There are half a million people in the United States in this predicament. Many of them, if eventually convicted, will already have served so much time in jail before their trials that they will not have to serve prison time. The tragedy is the innocent or those accused of small-time crime who get snarled in the system.

It is tempting to believe that an arrest is tantamount to a conviction, or to see bail as a form of punishment. Where there’s smoke, we often think, there’s fire. And there indeed are dangerous people who need to be detained to keep them from potentially harming others. But to keep someone locked up for an extended period simply because he or she cannot raise bail undermines the constitutional guarantee of a “speedy and public trial.”

Even when jail time is warranted, it seldom improves lives (see our May 21 cover story on the struggle inmates face after being released). At best, jail is an opportunity to change a life for the better. More often, the opposite occurs. That adds to the problem of pretrial detention the possibility that marginally bad behavior will become worse behind bars.

In the great prison movie “The Shawshank Redemption” (1994), the protagonist, Andy Dufresne, memorably remarks: “The funny thing is – on the outside, I was an honest man, straight as an arrow. I had to come to prison to be a crook.”

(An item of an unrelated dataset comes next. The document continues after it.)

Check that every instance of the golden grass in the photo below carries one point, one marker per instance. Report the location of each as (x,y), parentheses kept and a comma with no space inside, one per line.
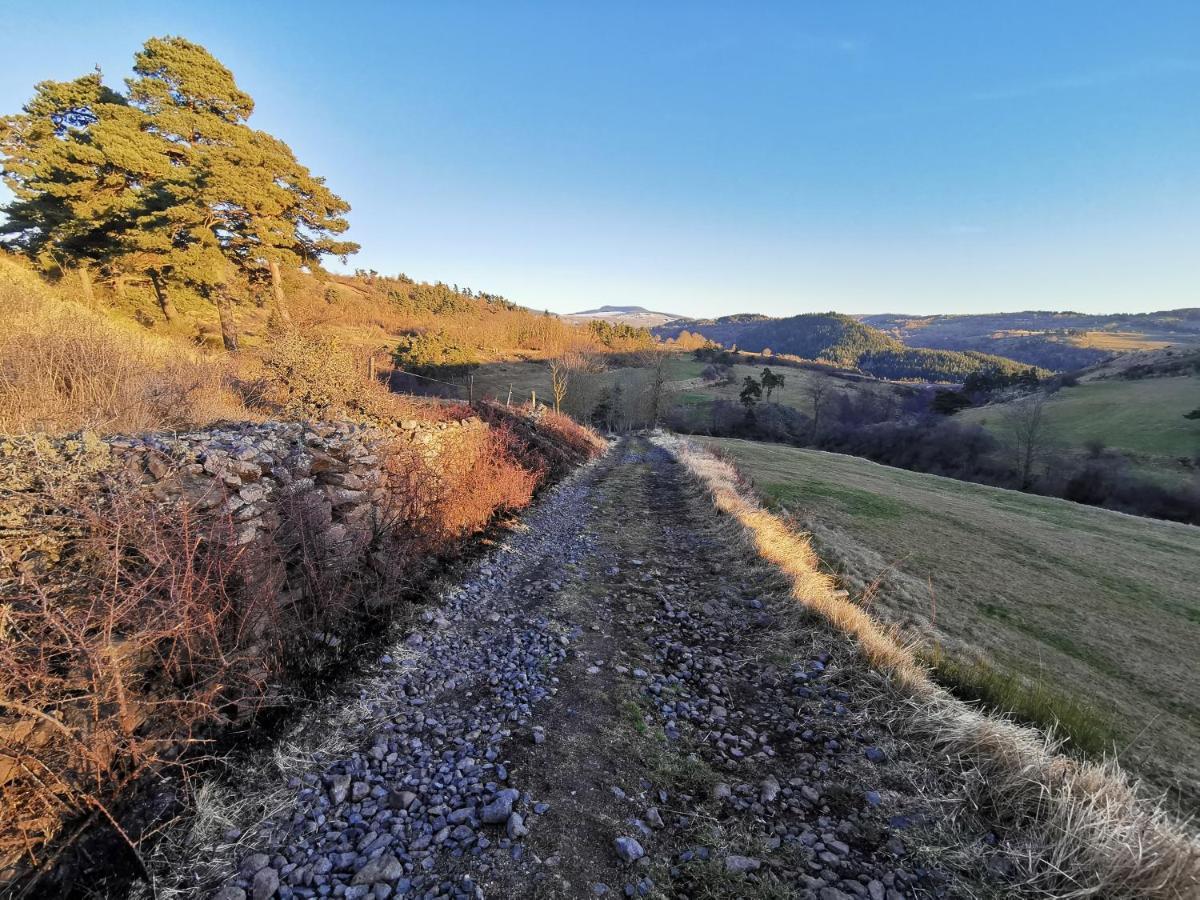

There are sincere people in and around the US criminal-justice system working on this. As you’ll see in our cover story, one promising approach is the supervised release of an arrested person after proper screening. As in most issues involving criminal justice, solutions aren’t always clear-cut. But the essence of the pretrial detention problem comes down to this comment from a specialist in Washington, D.C.: “Dangerous people get out of jail, and people who are not dangerous but don’t have the money stay in jail.” 

That doesn’t seem right. And it doesn’t seem beyond us to figure out how to reserve jail for the convicted.

John Yemma is editor of the Monitor.